Mäkelmanns Hattrick stellt die Weichen

Mit einem lupenreinen Hattrick sicherte der Mann des Tages, Timo Mäkelmann, dem SV Henstedt Rhen innerhalb von neun Minuten die Vorentscheidung. Drei Mal traf er goldwert ins Heikendorfer Gehäuse. Arne Westphal verwertete zwei Minuten vor der Pause zum 0:4-Endstand.
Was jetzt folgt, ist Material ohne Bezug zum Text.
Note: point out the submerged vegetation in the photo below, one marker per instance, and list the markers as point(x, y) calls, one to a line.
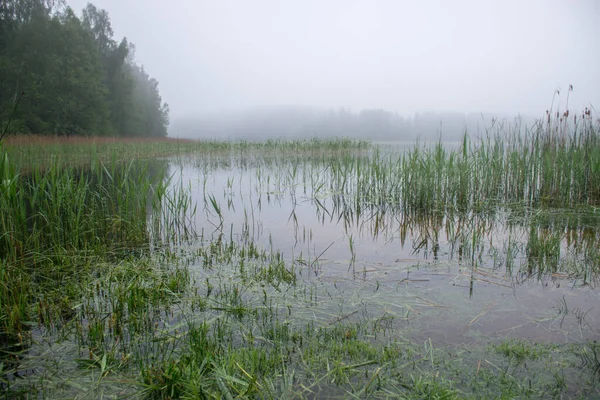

Dabei waren die Hoffnungen auf Seiten der Gastgeber groß. Seit dreizehn Spielen war Rhen ungeschlagen. Die Serie begann ausgerechnet gegen den Heikendorfer SV. „Wir wollen die Serie von Henstedt-Rhen beenden. Meine Mannschaft ist motiviert“, war Mikica Mladenovic, Trainer des HSV, vor der Partie noch zuversichtlich, „wir spielen auf Sieg!“

In der Anfangsphase sah auch alles noch sehr vielversprechend aus. Heikendorf kämpfte und erspielte sich schon nach 180 Sekunden die erste Möglichkeit durch Dominic Kahl aus 20 Metern, doch Gäste-Torwart Zick wehrte mit den Fäusten ab. Zwei Minuten später schoss Daniel Witt aus 16 Metern den herauslaufenden Zick an. Die Gastgeber spielten schnellen Kombinationsfußball. Sie standen dicht an ihren Gegenspielern und ließen die Gäste zunächst nur auflaufen. Rhen schien anfangs irritiert zu sein, doch der erfahrende Rhener Trainer Martens murmelte schon vor sich hin: „Das Tempo halten sie nicht durch.“ Und so kam es auch. Nach 26 Minuten kam Rhen besser ins Spiel. Heikendorfs Tempo ließ nach. Timo Mäkelmann schoss frei aus 16 Metern aufs Tor (26.) und Niclas Bessort traf aus fünf Metern nur einen Gegenspieler (27.). Nach gut einer halben Stunde übernahm Henstedt-Rhen endgültig das Zepter. Timo Mäkelmann, der vor der Partie noch gesundheitlich angeschlagen war (Martens: „Ihm war übel.“), schoss innerhalb von neun Minuten einen lupenreinen Hattrick. Zunächst flankte Niclas Bessort von rechts auf den freistehenden Mäkelmann, der aus 16 Metern zum 0:1 traf (32.). „Das ist ein ganz wichtiger Treffer“, freute sich Martens an der Seitenlinie. Fünf Minuten darauf bediente Hakan Demirci Mäkelmann, der diesmal mit einem Volleyschuss verwertete. Zu guter Letzt passte erneut Demirci auf seinen Mitspieler, der mit einem Seitfallzieher seinen Hattrick perfekt machte (41.). Kurz vor der Pause verwandelte Arne Westphal zum 0:4-Endstand (43.), nach einer Rechtsflanke von Benjamin Bahr.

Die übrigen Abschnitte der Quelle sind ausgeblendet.